In deep lanes you come on parked vans. I assembled, in the course of our walk, quite a collection: men slumped over wheels, sleeping. Away from the science parks, the railside enterprises, drivers take time out: a folded newspaper, a tattooed arm hanging against warm metal, cigarette smouldering in a two-fingered grip. Dashboard as travelling mantelpiece. An indented tray for the tupperware lunchbox. A slot for ciggies and plastic lighter. Family portraits: wife and baby in hospital, girl-child and large doll in bed. Pulling away from the M25, the puff goes out of motorists.

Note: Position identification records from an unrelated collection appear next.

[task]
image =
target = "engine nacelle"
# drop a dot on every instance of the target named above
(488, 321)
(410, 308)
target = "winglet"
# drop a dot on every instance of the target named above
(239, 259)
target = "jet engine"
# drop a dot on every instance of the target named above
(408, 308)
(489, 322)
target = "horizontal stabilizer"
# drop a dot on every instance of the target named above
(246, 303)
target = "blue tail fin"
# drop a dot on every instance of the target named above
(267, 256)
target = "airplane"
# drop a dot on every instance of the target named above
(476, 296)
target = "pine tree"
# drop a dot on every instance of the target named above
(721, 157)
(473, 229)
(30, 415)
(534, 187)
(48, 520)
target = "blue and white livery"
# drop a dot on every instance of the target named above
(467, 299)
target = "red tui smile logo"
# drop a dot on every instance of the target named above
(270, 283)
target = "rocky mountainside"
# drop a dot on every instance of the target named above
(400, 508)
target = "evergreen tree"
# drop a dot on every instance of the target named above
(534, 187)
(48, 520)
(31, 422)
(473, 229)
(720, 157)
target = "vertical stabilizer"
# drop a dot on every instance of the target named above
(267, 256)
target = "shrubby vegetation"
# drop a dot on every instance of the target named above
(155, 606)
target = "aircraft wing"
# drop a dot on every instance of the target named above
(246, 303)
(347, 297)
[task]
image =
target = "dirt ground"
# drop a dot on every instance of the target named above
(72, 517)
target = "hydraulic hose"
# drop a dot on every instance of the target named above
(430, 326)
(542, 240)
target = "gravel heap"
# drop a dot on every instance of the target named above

On the road there is a communal energy, flight chemicals, petrol fugues. Green lanes are private dormitories, windows wide to birdsong, pesticide; a sewage farm beyond the Junction 12 interchange (‘a two-level cyclic design, close to the 164 feet high St Ann’s Hill’).

In the next village, Kevin flashes his notebook. All sorts of interesting things are happening: a group of chefs in tall hats, white jackets and checkered trousers are hanging out with dangerous looking schoolgirls. Alice in Wonderland revisited. Among rose-red brickwork, white window frames, yew hedges, is an American/Swiss school. With appropriate catering. Three cooks to every pupil. Moneyed Americans and international Swiss, when they get together, look for security, security and security. Exclusion of undesirables. Food that doesn’t knot in your throat, explode in your belly. Thorpe Village, Eastly End, Virginia Water: these places are perfect. Convenient for the airport. They look like Agatha Christie. Behave like Bern or Basel, Orange County (California).

Wild girls, experimentally made up, wearing customised chalet-school outfits, are smoking. They don’t have bike sheds in Thorpe. But they do have the Monk’s Walk, which carries us out among the grey lakes you see from the M3 (as you head out of London, for Winchester and Southampton). Trees, rounded like broccoli crowns, reach to the water’s edge.